Dirt-bags? Interesting choice of words YOU have chosen to represent the "bottoms". Don't put words into my mouth. If you consider the do me self-entitled bottoms as "dirt bags", knock yourself out. That does not change the facts of my experience. Let me guess. Your an attorney, right. Didn't they teach in you your school of law to gather all the facts so you have enough to stand of four legs? Guess she didn't notice you in her shoes. Try to abandon your armchair psychiatry, if this is indicative of the shallowness of analysis your feeble intellect is limited to. And while you're at it, why don't you leave the reality of her experience to her, thanks. I am far convinced that the do me subs she sees parading around with their self of entitlements is a figment of her imagination.

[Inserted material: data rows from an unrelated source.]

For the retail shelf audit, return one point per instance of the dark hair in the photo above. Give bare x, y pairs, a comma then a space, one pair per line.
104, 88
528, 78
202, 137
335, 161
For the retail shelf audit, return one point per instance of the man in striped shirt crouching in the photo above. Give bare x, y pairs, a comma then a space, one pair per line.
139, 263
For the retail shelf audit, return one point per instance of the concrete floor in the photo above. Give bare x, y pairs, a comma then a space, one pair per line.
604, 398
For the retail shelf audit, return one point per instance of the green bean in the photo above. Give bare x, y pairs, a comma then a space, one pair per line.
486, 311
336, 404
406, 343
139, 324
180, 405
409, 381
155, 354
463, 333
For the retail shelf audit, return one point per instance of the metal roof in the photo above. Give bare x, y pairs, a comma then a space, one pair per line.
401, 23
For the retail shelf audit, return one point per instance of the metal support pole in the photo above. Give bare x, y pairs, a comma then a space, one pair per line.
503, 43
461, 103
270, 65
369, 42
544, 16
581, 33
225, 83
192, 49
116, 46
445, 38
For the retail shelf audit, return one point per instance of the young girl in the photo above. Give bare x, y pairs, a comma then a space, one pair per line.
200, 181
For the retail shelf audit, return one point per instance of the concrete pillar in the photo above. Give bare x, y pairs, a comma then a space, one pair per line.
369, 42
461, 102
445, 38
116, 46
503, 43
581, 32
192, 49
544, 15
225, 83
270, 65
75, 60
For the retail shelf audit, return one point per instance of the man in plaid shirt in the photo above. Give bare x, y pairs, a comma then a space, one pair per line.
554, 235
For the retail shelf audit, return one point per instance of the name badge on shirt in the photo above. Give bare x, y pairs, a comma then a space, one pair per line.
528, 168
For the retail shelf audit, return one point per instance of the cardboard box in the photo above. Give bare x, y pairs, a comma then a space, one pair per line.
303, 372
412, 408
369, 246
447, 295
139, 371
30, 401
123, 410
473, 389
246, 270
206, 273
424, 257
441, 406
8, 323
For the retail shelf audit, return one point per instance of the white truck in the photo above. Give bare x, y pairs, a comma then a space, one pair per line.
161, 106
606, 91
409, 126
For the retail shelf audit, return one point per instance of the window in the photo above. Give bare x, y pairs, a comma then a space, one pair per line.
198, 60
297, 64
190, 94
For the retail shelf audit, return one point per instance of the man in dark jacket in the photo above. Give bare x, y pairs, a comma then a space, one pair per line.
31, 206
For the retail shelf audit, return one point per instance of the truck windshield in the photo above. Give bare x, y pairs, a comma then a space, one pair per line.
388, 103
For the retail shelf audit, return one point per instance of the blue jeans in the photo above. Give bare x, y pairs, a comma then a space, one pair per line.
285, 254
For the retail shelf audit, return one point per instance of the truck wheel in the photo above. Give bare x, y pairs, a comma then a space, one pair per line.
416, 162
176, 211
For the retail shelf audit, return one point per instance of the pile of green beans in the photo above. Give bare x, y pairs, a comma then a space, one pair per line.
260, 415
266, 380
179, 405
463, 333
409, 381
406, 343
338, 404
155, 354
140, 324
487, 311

I can personally attest to ones I have met, can you? Nice try. Sheeze.


One of the reasons, I have cut way back on posting is I have grown tired of people
changing what I have clearly stated, taking it out of context, twisting it and then
putting words in my mouth.
  post 90 is a great example of this.
Thanks for pointing out how words can be "twisted".
[sm=goodpost.gif]  Noreen! [;)]




cloudboy -> RE: Misogyny? (8/30/2008 5:52:10 PM)



The post was self referential -- deprecating. Please note the singular use of "dirtbag."

I don't get why you are flying off the handle here.





LadyHibiscus -> RE: Misogyny? (8/30/2008 5:57:02 PM)

She's just not used to your humor, Cloudboy!




LotusSong -> RE: Misogyny? (8/30/2008 7:14:28 PM)

Can't help ya.. I have never had a "misogyny" problem with a sub.